The year-by-year progress has been pretty steady for Conner. He was a 6-4 jumper as a freshman in ’15, then improved to 6-9.25 as a soph while winning his first Class B state title. Last spring he was over seven feet twice and defended at state, but his summer overall was less than satisfying with multiple performances in the 6-8 range at major meets – that’s what made NBNI so sweet. Conner has been unbeaten this outdoor season, with a 7-2.25 in April and a 7-footerat state. Now in Greensboro, facing much of the same field as NBNI, he looks to rise to the competition again.

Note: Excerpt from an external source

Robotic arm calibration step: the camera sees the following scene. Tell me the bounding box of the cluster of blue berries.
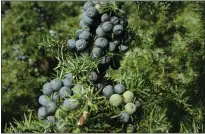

Alana Carroll – Penn win buoys vaulter

The positive effect of winning a Penn Relays title is not to be underestimated. Alana Carroll, an Averill Park, NY senior, was thrilled to earn her gold watch in late April as she cleared 12-11.5 and improved from 4th in ’17 and celebrated with a group that included her wonderfully named Hudson Valley “Flying Circus” Pole Vault mentors. A week later at the small Johnstown Invite, she flew over a career PR-tying 13-6 – a mark that still stands as her best and puts her in good position to contend for the NBNO title, along with Mackenzie Horn and others.

Carroll’s 2017 NBNO experience was not so hot. She came in as a 13-footer, but leapt just 12-2 and finished deep in the pack. It took her awhile to get going indoors, but at the Yale Classic in mid-January, she reached 13 feet for the first time since the previous May. Carroll was a consistent 13-footer the rest of indoors, taking 2nd at Millrose and 3rd at NBNI, and hitting 13-6 for the first time at state. The Harvard signee will come into NBNO off another state title, with 13-0 on the nose, and hope that 13-6 or better is in the cards for her in Greensboro.

KC Lightfoot – In any other year…

He broke through the 18-foot barrier at the April 12 Gary Parker Invite in Missouri. A month later he improved his PR to 18-5. Ten days ago, he won Great Southwest at 18-3.75. In all, between the Parker and GSW meets, KC Lightfoot pole vaulted 18 feet or better in SEVEN consecutive meets. Prior to 2017, that would have been unheard-of in boys’ prep competition and the Lee’s Summit senior would probably be the #1 candidate for overall prep T&F athlete of the year. But in a world that includes the other-worldly Mondo Duplantis – who competes vs. the pros and is nearly the planet’s best vaulter, period – Lightfoot is merely history’s #2 prep.

Sixteen months ago, Lightfoot cleared 17 feet for the first time indoors, improving his ’16 soph PR of 16-9, and then took 2nd at NBNI behind Mondo’s first 19-footer. Since then, the Baylor signee has actually closed the gap. Outdoors he reached 17-8.5 to win GSW, but then was a disappointing 6th at NBNO. Then this past winter, he was very consistent between 17-3 and 17-7 before reaching 17-9 at NBNI – taking 2nd in a thrilling competition with Zach Bradford (18-0.5). Now, while Mondo battles on the Diamond League Circuit, Lightfoot will go for titles at both NBNO and USA Juniors this weekend as he completes his epic campaign.